É inegável que a razão de os grêmios existirem é muito nobre; diria mais, a existência é necessária. Além de fazer com que os estudantes sintam já na escola como funciona uma verdadeira democracia (até mesmo porque o voto não é obrigatório para a eleição do grêmio), é um canal direto para a discussão de propostas, teorias, ideias. Lembro-me de que gostava de ver as campanhas dos grêmios na minha época de estudante, cartazes espalhados pela escola, a apresentação das chapas, os alunos mais articulados expondo as propostas e fazendo promessas (quase sempre de cunho recreativo, como colocar música na hora do recreio, fazer festas, promover competições esportivas, realizar saraus etc.).
A função dos grêmios, porém, está além disso: ele pode e deve provocar reflexões não só acerca do ambiente como também na atitude da comunidade escolar. Além das atividades recreativas, cabe ao grêmio trazer para dentro da escola discussões, debates, palestras; estimular a boa convivência e a troca de experiências entre os alunos, promover ações em prol da cidadania, fazer com que os alunos se vejam como cidadãos responsáveis, sujeitos pensantes e proativos.

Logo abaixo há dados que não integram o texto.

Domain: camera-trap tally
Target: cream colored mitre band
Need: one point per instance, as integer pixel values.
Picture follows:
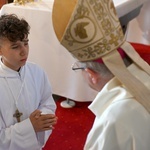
(92, 32)
(90, 29)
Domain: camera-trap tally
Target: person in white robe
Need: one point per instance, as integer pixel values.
(27, 108)
(92, 33)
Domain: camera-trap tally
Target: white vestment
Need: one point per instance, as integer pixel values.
(121, 122)
(33, 88)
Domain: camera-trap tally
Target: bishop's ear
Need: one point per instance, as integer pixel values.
(92, 75)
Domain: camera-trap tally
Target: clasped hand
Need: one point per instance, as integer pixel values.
(42, 122)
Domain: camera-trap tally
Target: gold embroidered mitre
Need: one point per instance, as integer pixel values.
(90, 29)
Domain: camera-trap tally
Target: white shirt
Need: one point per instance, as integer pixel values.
(35, 93)
(121, 122)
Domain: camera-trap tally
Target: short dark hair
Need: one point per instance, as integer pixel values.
(13, 28)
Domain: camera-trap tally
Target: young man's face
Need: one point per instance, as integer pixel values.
(14, 54)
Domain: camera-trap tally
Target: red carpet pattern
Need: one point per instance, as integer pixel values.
(72, 128)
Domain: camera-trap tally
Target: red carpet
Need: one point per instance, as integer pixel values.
(72, 128)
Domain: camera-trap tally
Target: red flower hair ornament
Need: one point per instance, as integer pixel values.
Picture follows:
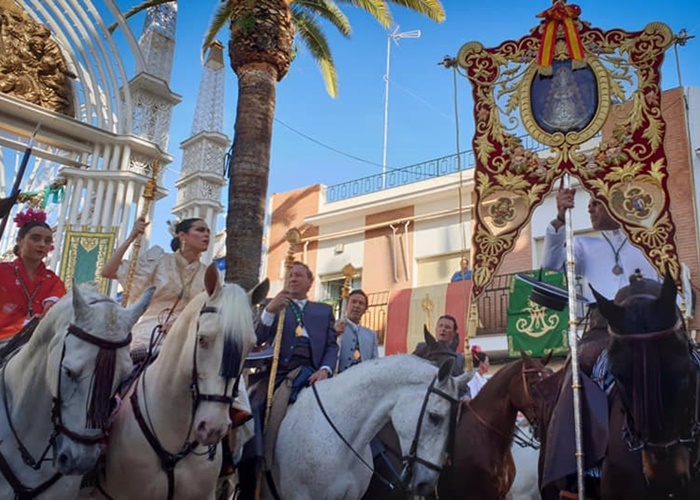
(30, 215)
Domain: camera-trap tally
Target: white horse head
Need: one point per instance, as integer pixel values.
(85, 366)
(424, 444)
(214, 334)
(182, 401)
(312, 461)
(63, 380)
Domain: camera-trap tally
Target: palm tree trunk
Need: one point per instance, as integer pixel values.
(250, 167)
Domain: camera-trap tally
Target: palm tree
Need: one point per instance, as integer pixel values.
(262, 34)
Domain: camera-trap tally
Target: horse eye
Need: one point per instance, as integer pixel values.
(435, 418)
(70, 374)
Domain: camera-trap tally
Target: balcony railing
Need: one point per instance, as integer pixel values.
(430, 169)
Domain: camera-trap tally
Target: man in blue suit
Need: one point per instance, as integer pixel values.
(308, 344)
(308, 335)
(357, 343)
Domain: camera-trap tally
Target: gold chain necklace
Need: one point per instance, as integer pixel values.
(617, 268)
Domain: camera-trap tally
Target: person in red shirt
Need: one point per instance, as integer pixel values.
(27, 287)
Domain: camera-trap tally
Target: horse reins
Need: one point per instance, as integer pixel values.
(513, 436)
(169, 460)
(409, 460)
(20, 490)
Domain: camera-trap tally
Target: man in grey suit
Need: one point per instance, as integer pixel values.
(357, 343)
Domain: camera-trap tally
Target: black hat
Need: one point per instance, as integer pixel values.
(547, 294)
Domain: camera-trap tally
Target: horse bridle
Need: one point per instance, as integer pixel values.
(526, 388)
(56, 418)
(167, 459)
(634, 442)
(412, 458)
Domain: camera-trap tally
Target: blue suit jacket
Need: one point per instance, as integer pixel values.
(367, 341)
(319, 323)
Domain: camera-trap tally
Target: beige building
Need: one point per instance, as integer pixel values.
(413, 232)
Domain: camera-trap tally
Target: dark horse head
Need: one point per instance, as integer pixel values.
(650, 357)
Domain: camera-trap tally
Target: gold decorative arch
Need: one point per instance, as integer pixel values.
(556, 66)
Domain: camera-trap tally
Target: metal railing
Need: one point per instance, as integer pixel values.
(430, 169)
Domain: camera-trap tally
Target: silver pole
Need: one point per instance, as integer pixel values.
(386, 109)
(395, 36)
(573, 347)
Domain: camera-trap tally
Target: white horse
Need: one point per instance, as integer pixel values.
(312, 461)
(164, 441)
(56, 394)
(525, 485)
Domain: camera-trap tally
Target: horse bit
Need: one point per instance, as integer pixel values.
(169, 460)
(412, 458)
(22, 491)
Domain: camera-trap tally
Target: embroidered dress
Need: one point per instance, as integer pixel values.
(173, 277)
(22, 298)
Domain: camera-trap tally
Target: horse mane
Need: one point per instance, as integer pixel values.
(501, 378)
(235, 314)
(61, 315)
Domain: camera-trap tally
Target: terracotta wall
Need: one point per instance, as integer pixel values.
(378, 267)
(289, 210)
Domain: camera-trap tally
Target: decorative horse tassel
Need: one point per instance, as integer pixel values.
(101, 395)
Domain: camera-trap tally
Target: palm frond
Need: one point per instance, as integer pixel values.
(432, 9)
(326, 9)
(139, 8)
(311, 36)
(222, 17)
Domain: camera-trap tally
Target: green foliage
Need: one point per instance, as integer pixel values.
(308, 17)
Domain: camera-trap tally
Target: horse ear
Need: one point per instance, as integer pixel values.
(445, 369)
(80, 306)
(547, 357)
(140, 307)
(462, 380)
(260, 291)
(429, 339)
(211, 280)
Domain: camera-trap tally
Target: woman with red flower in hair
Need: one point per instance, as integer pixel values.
(481, 366)
(28, 288)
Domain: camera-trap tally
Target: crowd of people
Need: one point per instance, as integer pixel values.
(314, 346)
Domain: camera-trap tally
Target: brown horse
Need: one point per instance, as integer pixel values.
(656, 379)
(652, 446)
(482, 465)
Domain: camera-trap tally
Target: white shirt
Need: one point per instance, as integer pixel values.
(594, 258)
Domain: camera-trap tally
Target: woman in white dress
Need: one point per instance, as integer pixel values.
(177, 276)
(481, 365)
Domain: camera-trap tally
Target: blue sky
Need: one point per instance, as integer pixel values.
(421, 120)
(421, 100)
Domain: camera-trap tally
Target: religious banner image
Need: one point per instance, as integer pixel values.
(83, 257)
(532, 328)
(569, 98)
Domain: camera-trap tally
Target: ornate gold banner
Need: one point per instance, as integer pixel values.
(83, 256)
(618, 86)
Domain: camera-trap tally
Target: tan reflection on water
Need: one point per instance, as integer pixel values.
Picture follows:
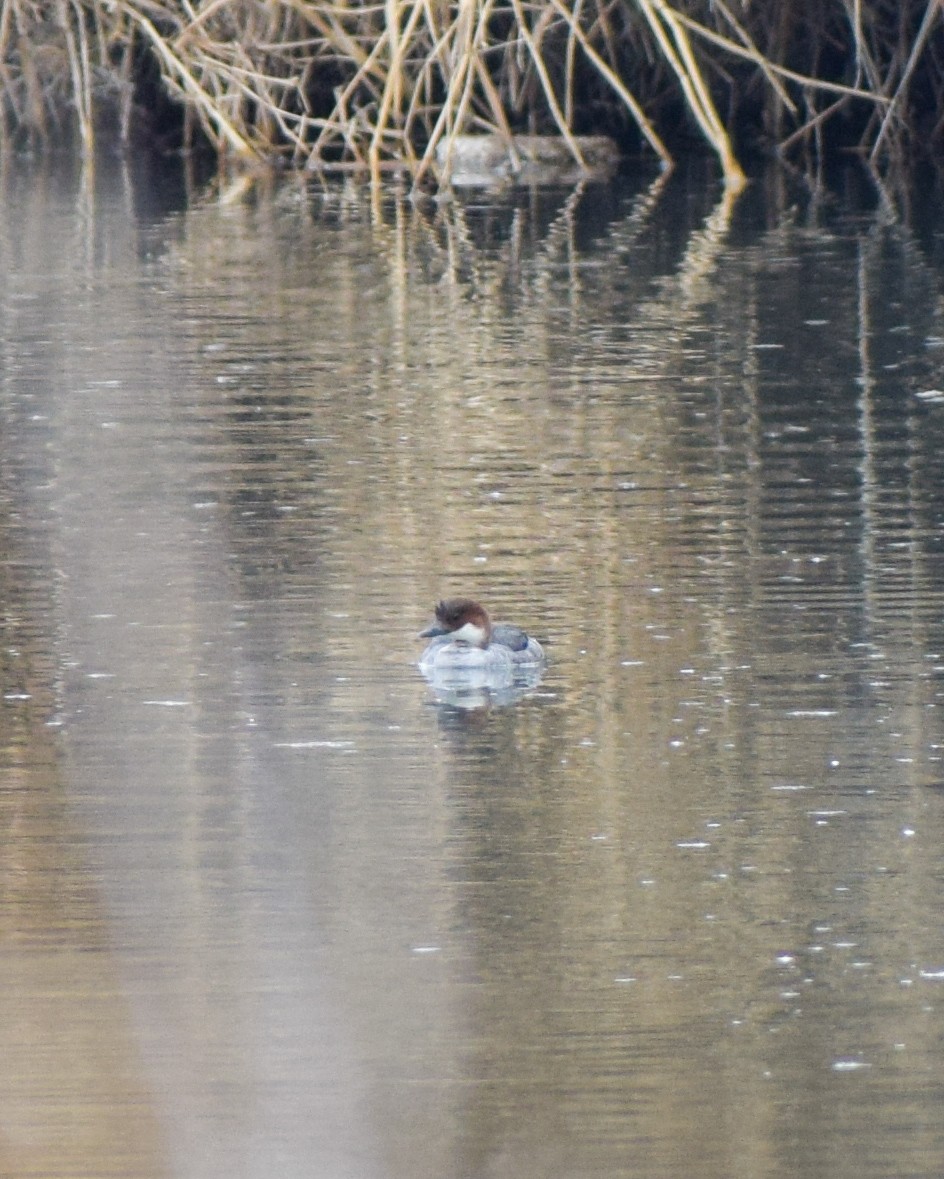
(632, 921)
(72, 1093)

É imprescindível puxar questões diretamente ligadas ao cotidiano escolar, como a prática do bullying, e até mesmo ser um lugar de apoio aos estudantes vítimas de tal conduta.
Cabe ao grêmio também estar atento às demandas dos próprios alunos acerca do que eles esperam da escola, o que poderia ser melhorado: desde a cantina, passando pelas quadras, biblioteca até questões relacionadas às práticas pedagógicas. Tentar construir um diálogo aberto com os professores, se informar sobre o que não está satisfazendo em relação à escola ou em relação à atitude de algum aluno problemático. Afinal, quem melhor que os próprios pares para conversar sobre alguma prática que não esteja sendo legal? Muitas vezes um estudante indisciplinado é levado para a diretoria e não adianta muita coisa, a rebeldia só aumenta. Como seria se ele conversasse com outros alunos? Que tal o grêmio promover debates a respeito da indisciplina em sala de aula?
O problema é que muitas vezes a função de ser porta-voz do corpo discente vira de ponta-cabeça e a "turma do grêmio" começa a colocar-se em posição superior aos demais. Os dirigentes agem como se tivessem regalias: faltam a aulas em nome do grêmio, usam a sala reservada para eles (em muitas escolas há uma espaço próprio para o grêmio) como centro recreativo e não como espaço de discussão e trabalho.
Mal sabem a chance que estão perdendo de aproveitar tal experiência e levá-la para a vida adulta. Afinal, um grêmio participativo e democrático pode ser um dos pilares da formação de um verdadeiro cidadão.